A number of Department for Work and Pensions offices are to close, raising fears over jobs in the North East.
The Public and Commercial Services (PCS) union claimed thousands of members of staff across the country are at risk of redundancy when other sites are transferred to new premises by June 2023.
In a statement to ITV News Tyne Tees, the PCS said sites affected in the North East include Bishop Auckland, Seaham, Stockton-on-Tees and Washington.
ITV News Tyne Tees understands staff based in Stockton on Tees will move to an office in Middlesbrough, while staff at sites in Seaham and Washington will move to a location in Sunderland.
Graeme Morris MP gives his reaction to the news that staff in Seaham will have to relocate to Sunderland
The office in Bishop Auckland will close but staff there will be offered the chance to retrain.
DWP minister David Rutley told MPs that meetings were being held with affected staff on Thursday.
Mr Rutley added that the Government will "see what opportunities there are within DWP" and other departments for affected staff and added that the change "does not impact job centres and the customer-facing interactions".
Some 3,000 jobs within the DWP across the country could be at risk from the plans to close offices, MPs heard on Thursday.
SNP work and employment spokesman Chris Stephens said: "Can the minister confirm that the announcement could mean 3,000 job at risk of redundancy in the Department of Work and Pensions?

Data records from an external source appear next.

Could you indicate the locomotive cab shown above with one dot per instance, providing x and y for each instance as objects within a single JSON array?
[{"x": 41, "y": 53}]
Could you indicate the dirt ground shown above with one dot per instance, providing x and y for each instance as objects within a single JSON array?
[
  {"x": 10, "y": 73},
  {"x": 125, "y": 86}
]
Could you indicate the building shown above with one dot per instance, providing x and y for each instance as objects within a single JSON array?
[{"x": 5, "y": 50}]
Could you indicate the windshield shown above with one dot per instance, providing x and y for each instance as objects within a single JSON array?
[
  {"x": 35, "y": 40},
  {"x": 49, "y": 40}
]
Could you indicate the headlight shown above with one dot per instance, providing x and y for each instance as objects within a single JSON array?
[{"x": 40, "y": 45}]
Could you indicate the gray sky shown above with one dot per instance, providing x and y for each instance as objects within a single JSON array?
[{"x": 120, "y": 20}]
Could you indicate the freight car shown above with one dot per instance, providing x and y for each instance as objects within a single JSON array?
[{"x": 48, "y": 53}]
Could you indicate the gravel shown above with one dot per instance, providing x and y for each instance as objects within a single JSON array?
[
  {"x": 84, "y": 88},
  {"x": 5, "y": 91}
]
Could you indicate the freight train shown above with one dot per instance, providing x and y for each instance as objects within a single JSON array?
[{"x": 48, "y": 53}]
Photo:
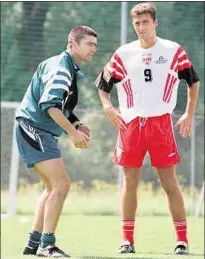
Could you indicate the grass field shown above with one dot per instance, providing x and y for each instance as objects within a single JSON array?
[
  {"x": 90, "y": 225},
  {"x": 99, "y": 237}
]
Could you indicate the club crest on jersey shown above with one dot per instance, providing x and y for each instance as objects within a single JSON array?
[
  {"x": 147, "y": 58},
  {"x": 106, "y": 75},
  {"x": 160, "y": 60}
]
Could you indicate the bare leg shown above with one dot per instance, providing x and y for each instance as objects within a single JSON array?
[
  {"x": 171, "y": 186},
  {"x": 39, "y": 214},
  {"x": 55, "y": 173},
  {"x": 129, "y": 192}
]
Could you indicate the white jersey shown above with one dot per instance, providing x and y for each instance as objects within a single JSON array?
[{"x": 147, "y": 79}]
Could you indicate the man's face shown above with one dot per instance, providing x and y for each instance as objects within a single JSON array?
[
  {"x": 144, "y": 26},
  {"x": 85, "y": 50}
]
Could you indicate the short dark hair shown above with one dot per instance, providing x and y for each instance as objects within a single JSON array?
[
  {"x": 144, "y": 8},
  {"x": 78, "y": 33}
]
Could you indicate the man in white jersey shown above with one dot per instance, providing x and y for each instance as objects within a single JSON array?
[{"x": 146, "y": 73}]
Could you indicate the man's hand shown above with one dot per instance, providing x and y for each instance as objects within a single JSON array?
[
  {"x": 114, "y": 116},
  {"x": 80, "y": 139},
  {"x": 85, "y": 129},
  {"x": 185, "y": 124}
]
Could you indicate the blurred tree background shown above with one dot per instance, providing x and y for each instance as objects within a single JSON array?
[{"x": 34, "y": 31}]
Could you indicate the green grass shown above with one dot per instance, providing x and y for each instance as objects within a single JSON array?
[
  {"x": 103, "y": 199},
  {"x": 99, "y": 237},
  {"x": 90, "y": 224}
]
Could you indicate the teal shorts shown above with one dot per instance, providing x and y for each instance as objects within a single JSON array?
[{"x": 35, "y": 145}]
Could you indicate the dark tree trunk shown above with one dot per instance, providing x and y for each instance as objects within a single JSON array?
[{"x": 30, "y": 36}]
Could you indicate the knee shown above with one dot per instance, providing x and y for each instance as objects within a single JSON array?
[
  {"x": 61, "y": 190},
  {"x": 172, "y": 189},
  {"x": 130, "y": 182}
]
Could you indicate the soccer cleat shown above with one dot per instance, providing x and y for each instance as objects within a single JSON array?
[
  {"x": 126, "y": 248},
  {"x": 51, "y": 251},
  {"x": 28, "y": 250},
  {"x": 181, "y": 248}
]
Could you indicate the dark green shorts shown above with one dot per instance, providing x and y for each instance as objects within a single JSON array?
[{"x": 34, "y": 144}]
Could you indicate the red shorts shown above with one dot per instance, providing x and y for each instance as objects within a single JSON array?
[{"x": 153, "y": 134}]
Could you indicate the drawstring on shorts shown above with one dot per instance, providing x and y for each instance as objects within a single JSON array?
[{"x": 142, "y": 121}]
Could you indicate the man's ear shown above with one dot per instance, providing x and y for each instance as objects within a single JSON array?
[{"x": 156, "y": 22}]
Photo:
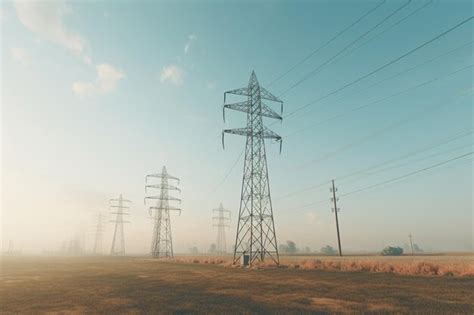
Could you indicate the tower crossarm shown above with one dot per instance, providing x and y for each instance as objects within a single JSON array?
[
  {"x": 119, "y": 206},
  {"x": 160, "y": 186},
  {"x": 267, "y": 134},
  {"x": 163, "y": 198},
  {"x": 224, "y": 225},
  {"x": 118, "y": 199},
  {"x": 265, "y": 94},
  {"x": 245, "y": 107},
  {"x": 242, "y": 91},
  {"x": 222, "y": 210},
  {"x": 161, "y": 175},
  {"x": 223, "y": 218},
  {"x": 171, "y": 208}
]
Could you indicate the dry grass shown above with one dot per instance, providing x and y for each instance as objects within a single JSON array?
[
  {"x": 424, "y": 265},
  {"x": 116, "y": 285}
]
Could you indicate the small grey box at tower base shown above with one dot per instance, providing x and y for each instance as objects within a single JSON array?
[{"x": 245, "y": 259}]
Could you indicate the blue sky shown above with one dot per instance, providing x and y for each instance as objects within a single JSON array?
[{"x": 95, "y": 95}]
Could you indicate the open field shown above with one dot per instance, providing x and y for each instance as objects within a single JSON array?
[
  {"x": 453, "y": 264},
  {"x": 145, "y": 285}
]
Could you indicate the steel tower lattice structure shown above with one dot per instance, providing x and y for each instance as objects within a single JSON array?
[
  {"x": 223, "y": 217},
  {"x": 118, "y": 242},
  {"x": 100, "y": 228},
  {"x": 162, "y": 241},
  {"x": 256, "y": 235}
]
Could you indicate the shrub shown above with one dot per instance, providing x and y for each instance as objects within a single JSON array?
[
  {"x": 392, "y": 251},
  {"x": 328, "y": 250}
]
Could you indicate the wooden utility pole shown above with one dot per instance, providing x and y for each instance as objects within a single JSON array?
[
  {"x": 336, "y": 210},
  {"x": 411, "y": 243}
]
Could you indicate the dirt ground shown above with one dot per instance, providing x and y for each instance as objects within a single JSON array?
[{"x": 145, "y": 285}]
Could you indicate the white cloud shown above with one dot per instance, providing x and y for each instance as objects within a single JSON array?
[
  {"x": 173, "y": 74},
  {"x": 191, "y": 38},
  {"x": 45, "y": 18},
  {"x": 20, "y": 55},
  {"x": 211, "y": 85},
  {"x": 106, "y": 81}
]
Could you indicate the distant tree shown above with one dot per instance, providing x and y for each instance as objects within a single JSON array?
[
  {"x": 291, "y": 247},
  {"x": 392, "y": 251},
  {"x": 213, "y": 248},
  {"x": 417, "y": 248},
  {"x": 328, "y": 250},
  {"x": 282, "y": 248}
]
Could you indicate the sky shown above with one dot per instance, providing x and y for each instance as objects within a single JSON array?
[{"x": 97, "y": 94}]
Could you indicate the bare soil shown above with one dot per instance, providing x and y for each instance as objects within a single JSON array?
[{"x": 144, "y": 285}]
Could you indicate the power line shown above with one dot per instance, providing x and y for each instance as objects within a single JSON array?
[
  {"x": 407, "y": 175},
  {"x": 370, "y": 136},
  {"x": 416, "y": 86},
  {"x": 388, "y": 181},
  {"x": 380, "y": 68},
  {"x": 326, "y": 43},
  {"x": 402, "y": 72},
  {"x": 417, "y": 160},
  {"x": 442, "y": 142},
  {"x": 321, "y": 66},
  {"x": 387, "y": 29}
]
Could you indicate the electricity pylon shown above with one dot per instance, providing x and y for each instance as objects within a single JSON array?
[
  {"x": 162, "y": 241},
  {"x": 256, "y": 235},
  {"x": 118, "y": 242},
  {"x": 223, "y": 217},
  {"x": 411, "y": 243},
  {"x": 334, "y": 199},
  {"x": 98, "y": 235}
]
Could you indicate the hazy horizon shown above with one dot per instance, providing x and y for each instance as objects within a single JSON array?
[{"x": 96, "y": 95}]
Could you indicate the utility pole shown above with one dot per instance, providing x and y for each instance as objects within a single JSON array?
[
  {"x": 118, "y": 242},
  {"x": 162, "y": 241},
  {"x": 336, "y": 210},
  {"x": 411, "y": 243},
  {"x": 223, "y": 216},
  {"x": 256, "y": 236},
  {"x": 98, "y": 235}
]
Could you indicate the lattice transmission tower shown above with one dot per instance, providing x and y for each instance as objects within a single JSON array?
[
  {"x": 118, "y": 242},
  {"x": 162, "y": 241},
  {"x": 221, "y": 221},
  {"x": 256, "y": 235},
  {"x": 99, "y": 232}
]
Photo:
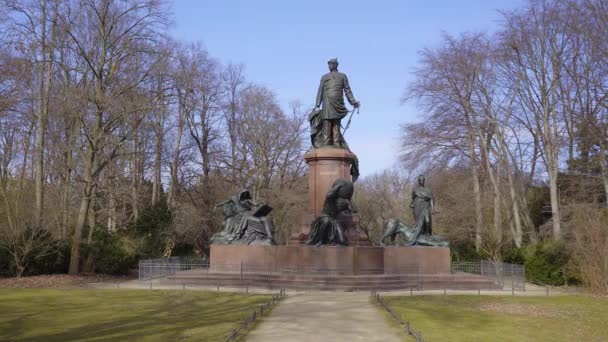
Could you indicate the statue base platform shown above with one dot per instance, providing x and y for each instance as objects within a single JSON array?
[
  {"x": 344, "y": 260},
  {"x": 330, "y": 268}
]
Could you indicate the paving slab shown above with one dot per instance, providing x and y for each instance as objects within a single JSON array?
[{"x": 326, "y": 316}]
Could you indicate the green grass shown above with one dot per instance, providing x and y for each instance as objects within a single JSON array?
[
  {"x": 121, "y": 315},
  {"x": 491, "y": 318}
]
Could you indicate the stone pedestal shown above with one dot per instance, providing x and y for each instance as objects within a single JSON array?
[
  {"x": 417, "y": 259},
  {"x": 330, "y": 260},
  {"x": 325, "y": 166},
  {"x": 308, "y": 259}
]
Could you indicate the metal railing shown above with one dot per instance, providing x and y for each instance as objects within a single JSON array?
[
  {"x": 163, "y": 267},
  {"x": 504, "y": 274}
]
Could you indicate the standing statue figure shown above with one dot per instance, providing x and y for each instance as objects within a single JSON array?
[
  {"x": 423, "y": 204},
  {"x": 325, "y": 122}
]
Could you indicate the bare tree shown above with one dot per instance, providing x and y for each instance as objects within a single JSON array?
[{"x": 116, "y": 40}]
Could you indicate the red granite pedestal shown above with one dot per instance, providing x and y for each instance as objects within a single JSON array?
[
  {"x": 325, "y": 166},
  {"x": 351, "y": 260}
]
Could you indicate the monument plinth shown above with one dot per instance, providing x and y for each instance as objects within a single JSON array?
[{"x": 325, "y": 166}]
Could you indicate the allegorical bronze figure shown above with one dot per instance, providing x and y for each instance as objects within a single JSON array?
[
  {"x": 245, "y": 222},
  {"x": 326, "y": 229},
  {"x": 421, "y": 233},
  {"x": 325, "y": 120}
]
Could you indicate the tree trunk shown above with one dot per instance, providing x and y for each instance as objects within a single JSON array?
[
  {"x": 157, "y": 164},
  {"x": 82, "y": 218},
  {"x": 555, "y": 211},
  {"x": 172, "y": 198},
  {"x": 44, "y": 88}
]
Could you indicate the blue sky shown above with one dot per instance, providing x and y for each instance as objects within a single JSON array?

And what measures is he going to ensure that this does not happen?"
He also claimed the DWP is "looking to close offices in high economic deprivation areas" which is "counter-intuitive to the so-called levelling-up agenda".
Mr Rutley replied: "There are going to be around 12,000 colleagues who will be moving from one site to another in close proximity - around 28 sites involved there.
"In terms of colleagues that will be affected where there is no other strategic site nearby, there are around 1,300 colleagues that could be involved."
PCS general secretary Mark Serwotka said: "The Government was quick to clap civil servants at the start of the pandemic - they're even quicker to scrap them now they've declared the pandemic over.
"Our members have worked tirelessly behind the scenes, keeping the country running, paying out benefits to almost two-and-a-half million families, helping them to put food on their table and keep a roof over their head.
"These are the workers rightly praised in 2020 by Secretary of State for Work and Pensions Therese Coffey as 'exceptional' and in November last year by Prime Minister Boris Johnson as 'miracle workers'.
"But now, as food and fuel prices rise faster than ever, they're being abandoned by the Government and left to fend for themselves."
Jonathan Ashworth, shadow work and pensions secretary, said: "In closing DWP offices and cutting jobs in areas including Stoke, Burnley, Bishop Auckland, Doncaster, Southampton and Kirkcaldy, Therese Coffey (Work and Pensions Secretary) has exposed the Tories' rhetoric on levelling up to be utterly hollow.
"Ministers are today cutting quality public sector jobs from communities who need them in the middle of a devastating cost of living crisis."
A government spokesperson said: “As part of plans to improve the services we deliver to claimants, help more people into employment and modernise public services, DWP is moving some back-office staff to better, greener offices, which will not affect any public-facing roles.
“This is not a plan to reduce our headcount – where possible, our colleagues in offices due to close are being offered opportunities to be redeployed to a nearby site, or retrained into a new role in DWP or another government department. We are making every effort to fully support our staff through this process.”